Victory keeps Liverpool in ninth, five points behind fifth-placed Arsenal. QPR remain rooted to the foot of the table with 10 points, eight clear of safety. While those facts would seem to make Sunday's match somewhat less than meaningful in the Premier League narrative this season, Suarez's sterling performance and Liverpool's recent history mean this one is worthy of further discussion.
Halfway through Rodgers' first year as Liverpool's manager, conclusions are beginning to form. The squad remains small and flawed, and difficult work remains to be done, but based on the entire body of evidence from the campaign's first half, Liverpool are moving forward.
Above all others, Liverpool have Suarez to thank for that.
The Uruguayan's brace brought him level with Newcastle's Demba Ba with 13 goals in the league this season, one behind Manchester United's Robin van Persie. Suarez has not just scored loads of goals; he has scored valuable goals.
Much has been made of the position in which Liverpool might find themselves without Suarez's contribution, but it bears repeating: If not for the tricky South American, Liverpool might have been contesting a relegation six-pointer with QPR on Sunday.
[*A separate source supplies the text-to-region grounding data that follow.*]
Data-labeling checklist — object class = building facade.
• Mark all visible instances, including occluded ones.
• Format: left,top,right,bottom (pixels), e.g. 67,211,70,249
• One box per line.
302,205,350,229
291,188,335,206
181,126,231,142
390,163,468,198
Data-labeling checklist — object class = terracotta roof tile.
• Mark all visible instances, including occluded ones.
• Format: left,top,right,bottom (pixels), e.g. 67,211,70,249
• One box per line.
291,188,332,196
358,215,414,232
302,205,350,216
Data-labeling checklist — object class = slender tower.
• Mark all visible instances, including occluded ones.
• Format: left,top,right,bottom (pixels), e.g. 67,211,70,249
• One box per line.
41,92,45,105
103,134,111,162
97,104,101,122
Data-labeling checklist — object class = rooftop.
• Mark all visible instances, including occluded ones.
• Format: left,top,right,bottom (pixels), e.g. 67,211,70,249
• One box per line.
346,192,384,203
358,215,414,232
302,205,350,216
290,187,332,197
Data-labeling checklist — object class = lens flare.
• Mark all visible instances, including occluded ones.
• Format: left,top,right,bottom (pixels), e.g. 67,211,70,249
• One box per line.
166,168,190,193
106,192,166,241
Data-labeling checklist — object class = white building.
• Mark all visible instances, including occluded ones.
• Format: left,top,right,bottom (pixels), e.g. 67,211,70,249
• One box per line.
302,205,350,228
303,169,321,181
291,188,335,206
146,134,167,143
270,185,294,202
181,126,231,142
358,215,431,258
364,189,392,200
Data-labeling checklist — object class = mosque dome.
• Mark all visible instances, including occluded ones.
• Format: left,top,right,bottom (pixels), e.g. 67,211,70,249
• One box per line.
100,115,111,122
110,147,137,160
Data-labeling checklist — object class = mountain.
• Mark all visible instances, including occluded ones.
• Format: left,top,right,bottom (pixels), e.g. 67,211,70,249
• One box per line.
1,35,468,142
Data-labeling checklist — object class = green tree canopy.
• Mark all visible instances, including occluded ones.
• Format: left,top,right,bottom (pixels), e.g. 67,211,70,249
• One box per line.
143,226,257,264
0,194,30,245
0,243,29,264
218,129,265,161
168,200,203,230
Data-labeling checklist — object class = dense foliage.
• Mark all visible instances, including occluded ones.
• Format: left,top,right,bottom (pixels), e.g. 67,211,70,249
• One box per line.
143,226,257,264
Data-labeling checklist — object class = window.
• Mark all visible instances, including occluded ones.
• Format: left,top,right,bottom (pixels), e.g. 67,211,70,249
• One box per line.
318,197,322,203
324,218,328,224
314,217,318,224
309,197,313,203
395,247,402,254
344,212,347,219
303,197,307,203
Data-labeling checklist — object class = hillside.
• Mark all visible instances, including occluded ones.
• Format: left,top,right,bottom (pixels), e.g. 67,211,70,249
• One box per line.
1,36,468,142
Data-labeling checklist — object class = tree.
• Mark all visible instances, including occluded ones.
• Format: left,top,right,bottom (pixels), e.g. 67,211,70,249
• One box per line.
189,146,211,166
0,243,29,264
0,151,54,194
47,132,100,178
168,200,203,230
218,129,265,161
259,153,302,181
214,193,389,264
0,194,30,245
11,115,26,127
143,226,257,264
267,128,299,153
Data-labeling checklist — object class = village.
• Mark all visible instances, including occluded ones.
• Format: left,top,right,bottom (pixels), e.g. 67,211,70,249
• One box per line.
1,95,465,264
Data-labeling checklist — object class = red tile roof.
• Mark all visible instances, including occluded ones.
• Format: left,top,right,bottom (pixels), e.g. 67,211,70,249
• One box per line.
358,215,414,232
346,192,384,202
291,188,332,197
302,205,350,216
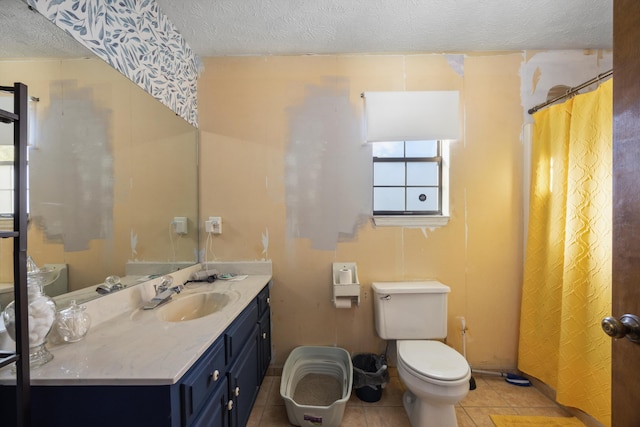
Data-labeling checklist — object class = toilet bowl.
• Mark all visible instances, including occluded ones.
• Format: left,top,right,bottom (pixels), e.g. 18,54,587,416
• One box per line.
371,281,471,427
396,340,470,427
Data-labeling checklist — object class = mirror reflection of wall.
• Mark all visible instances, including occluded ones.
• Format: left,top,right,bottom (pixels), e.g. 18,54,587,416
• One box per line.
0,57,198,305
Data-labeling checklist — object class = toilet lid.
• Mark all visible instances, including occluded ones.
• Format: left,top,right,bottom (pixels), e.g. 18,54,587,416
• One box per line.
398,340,470,381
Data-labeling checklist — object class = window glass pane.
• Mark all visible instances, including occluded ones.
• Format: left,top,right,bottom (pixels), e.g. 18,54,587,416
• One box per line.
374,162,405,186
374,187,405,211
0,123,13,145
0,164,13,214
406,140,437,158
0,165,12,187
0,95,14,146
372,141,404,158
407,187,439,211
0,190,12,214
407,162,438,186
0,146,13,161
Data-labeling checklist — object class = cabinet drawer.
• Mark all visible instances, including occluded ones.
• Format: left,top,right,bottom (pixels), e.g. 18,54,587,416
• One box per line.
225,301,258,364
181,338,227,426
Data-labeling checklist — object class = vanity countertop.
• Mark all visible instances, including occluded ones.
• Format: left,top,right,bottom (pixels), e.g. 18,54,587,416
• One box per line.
0,262,272,386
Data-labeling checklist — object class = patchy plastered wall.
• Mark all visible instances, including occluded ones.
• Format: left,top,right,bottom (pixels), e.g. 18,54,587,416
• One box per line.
286,77,371,250
31,81,112,251
520,50,612,124
198,50,611,368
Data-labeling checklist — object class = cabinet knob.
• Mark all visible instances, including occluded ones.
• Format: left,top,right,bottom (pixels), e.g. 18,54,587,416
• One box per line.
262,332,267,340
266,297,270,305
234,386,240,397
227,400,233,411
210,370,220,381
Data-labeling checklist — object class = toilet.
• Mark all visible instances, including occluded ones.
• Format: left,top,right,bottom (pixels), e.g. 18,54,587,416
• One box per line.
371,281,470,427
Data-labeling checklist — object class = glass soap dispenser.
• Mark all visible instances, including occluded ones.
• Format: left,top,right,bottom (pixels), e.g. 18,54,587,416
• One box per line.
55,300,91,343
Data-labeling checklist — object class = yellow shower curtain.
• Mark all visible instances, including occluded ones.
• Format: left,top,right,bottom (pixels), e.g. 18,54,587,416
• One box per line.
518,79,612,426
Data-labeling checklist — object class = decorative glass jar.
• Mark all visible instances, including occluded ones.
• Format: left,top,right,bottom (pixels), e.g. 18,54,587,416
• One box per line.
1,256,58,368
55,299,91,343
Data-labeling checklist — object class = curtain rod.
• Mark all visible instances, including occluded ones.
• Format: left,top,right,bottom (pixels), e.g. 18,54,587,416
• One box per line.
527,69,613,115
0,87,39,102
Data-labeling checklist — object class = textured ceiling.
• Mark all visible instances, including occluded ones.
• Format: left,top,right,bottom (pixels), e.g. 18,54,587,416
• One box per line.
156,0,613,56
0,0,612,58
0,0,92,58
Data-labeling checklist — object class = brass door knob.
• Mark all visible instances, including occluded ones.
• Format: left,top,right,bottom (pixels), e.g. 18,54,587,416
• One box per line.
602,314,640,343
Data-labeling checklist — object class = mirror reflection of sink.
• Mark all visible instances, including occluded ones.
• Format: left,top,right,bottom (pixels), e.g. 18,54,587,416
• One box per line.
156,291,240,322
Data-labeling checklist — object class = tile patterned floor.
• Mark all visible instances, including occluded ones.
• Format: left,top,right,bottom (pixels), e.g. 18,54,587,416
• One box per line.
247,369,572,426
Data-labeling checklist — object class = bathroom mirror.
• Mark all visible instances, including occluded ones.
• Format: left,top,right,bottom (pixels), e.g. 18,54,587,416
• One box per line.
0,1,199,308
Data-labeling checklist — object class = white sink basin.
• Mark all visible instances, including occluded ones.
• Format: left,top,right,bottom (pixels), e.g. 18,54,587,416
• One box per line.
156,290,240,322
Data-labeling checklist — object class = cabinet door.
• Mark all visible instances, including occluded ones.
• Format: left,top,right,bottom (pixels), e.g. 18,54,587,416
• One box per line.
228,325,260,427
190,377,230,427
225,302,258,365
258,308,271,380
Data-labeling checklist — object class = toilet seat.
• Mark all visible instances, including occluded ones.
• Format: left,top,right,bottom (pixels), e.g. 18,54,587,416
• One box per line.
397,340,470,382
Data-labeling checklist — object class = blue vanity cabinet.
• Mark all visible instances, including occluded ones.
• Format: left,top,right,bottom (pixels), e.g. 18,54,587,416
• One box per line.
257,286,271,379
189,281,271,427
0,382,178,426
0,282,273,427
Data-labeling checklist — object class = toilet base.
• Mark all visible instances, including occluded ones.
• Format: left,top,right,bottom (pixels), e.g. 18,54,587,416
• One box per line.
402,390,458,427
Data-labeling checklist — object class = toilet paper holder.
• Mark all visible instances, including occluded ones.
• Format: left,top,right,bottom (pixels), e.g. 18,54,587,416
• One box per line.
332,262,360,307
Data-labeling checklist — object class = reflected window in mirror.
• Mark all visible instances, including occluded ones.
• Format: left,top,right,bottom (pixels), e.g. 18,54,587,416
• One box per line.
0,95,35,230
0,145,30,231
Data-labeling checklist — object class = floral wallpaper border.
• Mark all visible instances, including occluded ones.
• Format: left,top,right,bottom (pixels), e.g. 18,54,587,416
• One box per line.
26,0,199,127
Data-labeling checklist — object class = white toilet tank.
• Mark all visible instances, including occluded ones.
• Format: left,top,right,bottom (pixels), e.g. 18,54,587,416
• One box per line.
371,281,450,340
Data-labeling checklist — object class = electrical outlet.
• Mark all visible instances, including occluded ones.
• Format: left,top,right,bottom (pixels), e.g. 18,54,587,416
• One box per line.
209,216,222,234
173,216,188,234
Instead, Suarez again showed that he is Liverpool's offense at the moment. For a manager with few attacking options at his disposal, Rodgers could do much worse.
QPR, meanwhile, remain an enigma. Talent flows throughout the squad, from Adel Taarabt up top all the way to Julio Cesar in goal. The arrival of Harry Redknapp brought a brief uptick in results, but after another defeat, Rangers lie eight points adrift of safety.
Near the end of last season, QPR fell behind Liverpool by two goals at home in a league match. They won that day, producing an epic comeback—or an awful Liverpool collapse—that fueled Mark Hughes' escape act and led to Kenny Dalglish's second departure from Anfield.
This time, Rangers looked like doing nothing of the sort. Tellingly, neither did Liverpool.
Redknapp could yet produce an escape. Time is short, however, even with almost half a season left.
And for Liverpool and Suarez, the second half might just turn into something worth remembering.